The Crown’s decision to drop the charges was “made in accordance with our policy ... after a detailed and thorough analysis of all the information provided by police,” Public Prosecution Service spokeswoman Chris Hansen said in an emailed statement.

“There were specific concerns in this case with respect to realistic prospect of conviction. Even if it was possible to address those concerns, an assessment of the public interest factors resulted in the decision to halt the prosecution.”


Santina Rao signs her complaint against Halifax police, given to her by her lawyer Gordon Allen, after she  spoke to the media  outside the Halifax provincial courthouse on Spring Garden Road on Tuesday. - Tim  Krochak
Santina Rao signs her complaint against Halifax police, given to her by her lawyer Gordon Allen, after she spoke to the media outside the Halifax provincial courthouse on Spring Garden Road on Tuesday. - Tim Krochak


Although Rao feels some relief from the charges being dropped, she said she still doesn’t feel entirely free of the situation.

“Complete freedom from this instance would be that the police involved would be held accountable and that Walmart would also be held accountable,” she said.

“My daughter, who will be four in November, still talks about what happened every day, so she deserves that justice.”

Gordon Allen, Rao’s lawyer, said Rao will be filing a five-page complaint under the Police Act against the Halifax Regional Police officers involved in her arrest.



“We think that’s important because the (Special Incident Response Team) investigation, which has been completed, ... will determine if the officers committed a crime, perhaps an assault or something along these lines, and we await these results, but that’s not the be all and end all,” Allen said.

“It doesn’t get into such things as racial profiling, if there was bias (or) if the police should’ve dealt with a complaint by the store differently.”

In a statement, Halifax Regional Police Chief Dan Kinsella said he was aware the Crown decided not to proceed with the charges against Rao and it was “important for due process to unfold.”

“I recognize that while it was important for the matter to be examined by the Crown, this is one aspect of the process,” Kinsella said. “The public expects HRP to apply an organizational lens and take a look at the various aspects of what took place.”


Santina Rao listens as her lawyer Gordon Allen announces what action they are pursuing against Halifax police, Halifax Regional Municipality and Walmart in connection with Rao's violent arrest at the Walmart store on Mumford Road in January. - Tim Krochak
Santina Rao listens as her lawyer Gordon Allen announces what action they are pursuing against Halifax police, Halifax Regional Municipality and Walmart in connection with Rao's violent arrest at the Walmart store on Mumford Road in January. - Tim Krochak


Kinsella said while the police force awaits the outcome of the SIRT investigation, he wanted to acknowledge the “hurt this incident has caused to all involved.”

“The trust between the public and a police service is crucial. We will let the process continue to its conclusion and we will learn from this incident and improve as an organization,” he said, adding the force recognizes there is more work to be done and commits to do better.

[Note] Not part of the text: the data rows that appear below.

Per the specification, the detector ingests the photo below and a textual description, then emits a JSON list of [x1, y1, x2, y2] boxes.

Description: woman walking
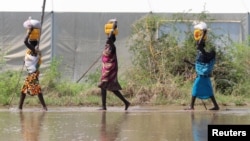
[[184, 22, 220, 110], [98, 19, 130, 110], [18, 18, 47, 111]]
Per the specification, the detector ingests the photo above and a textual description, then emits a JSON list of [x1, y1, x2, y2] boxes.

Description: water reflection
[[0, 106, 250, 141], [20, 112, 45, 141], [100, 112, 127, 141], [191, 113, 217, 141]]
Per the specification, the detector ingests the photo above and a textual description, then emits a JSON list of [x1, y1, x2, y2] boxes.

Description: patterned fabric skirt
[[21, 71, 41, 96], [192, 76, 214, 99], [98, 45, 122, 91]]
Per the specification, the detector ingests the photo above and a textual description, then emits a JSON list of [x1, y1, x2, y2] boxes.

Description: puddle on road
[[0, 106, 250, 141]]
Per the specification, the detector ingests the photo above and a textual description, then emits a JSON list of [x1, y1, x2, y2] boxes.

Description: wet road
[[0, 106, 250, 141]]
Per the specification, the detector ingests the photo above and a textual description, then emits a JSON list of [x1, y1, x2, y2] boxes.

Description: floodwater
[[0, 106, 250, 141]]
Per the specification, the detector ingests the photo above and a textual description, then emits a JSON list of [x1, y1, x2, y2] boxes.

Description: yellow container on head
[[104, 22, 118, 35], [194, 29, 207, 41], [27, 28, 40, 41]]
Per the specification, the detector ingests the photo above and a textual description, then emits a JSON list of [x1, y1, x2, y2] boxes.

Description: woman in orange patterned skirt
[[18, 28, 47, 111]]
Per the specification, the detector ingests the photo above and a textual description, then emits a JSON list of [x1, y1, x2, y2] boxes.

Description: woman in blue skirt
[[185, 22, 219, 110]]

Allen said they also plan to launch, by Labour Day, a civil action against the Halifax Regional Municipality, based on what happened to Rao, the humiliation she faced and her injuries.  



Walmart has already been served a letter about intended action and was mandated to preserve all evidence related to the incident.

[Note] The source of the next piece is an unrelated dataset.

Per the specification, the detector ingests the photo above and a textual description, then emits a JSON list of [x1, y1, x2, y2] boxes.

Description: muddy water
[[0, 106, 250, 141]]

“The hope is that this contributes to the process that is happening all over North America and in our own city about evaluating policing and how police can better deal with individuals in a type of policing that we can have in our society,” Allen said.

Activists El Jones and Kate Macdonald read a statement on behalf of Troylena Dixon and her teenage son, who suffered multiple injuries, including a concussion, during his arrest outside of the Bedford Place Mall in February, to raise awareness of others in a similar situation to Rao.

“I feel like it’s not even really like I am on the other side still … because there’s still this wall for Black people and the Black Lives Matter movement,” Rao said.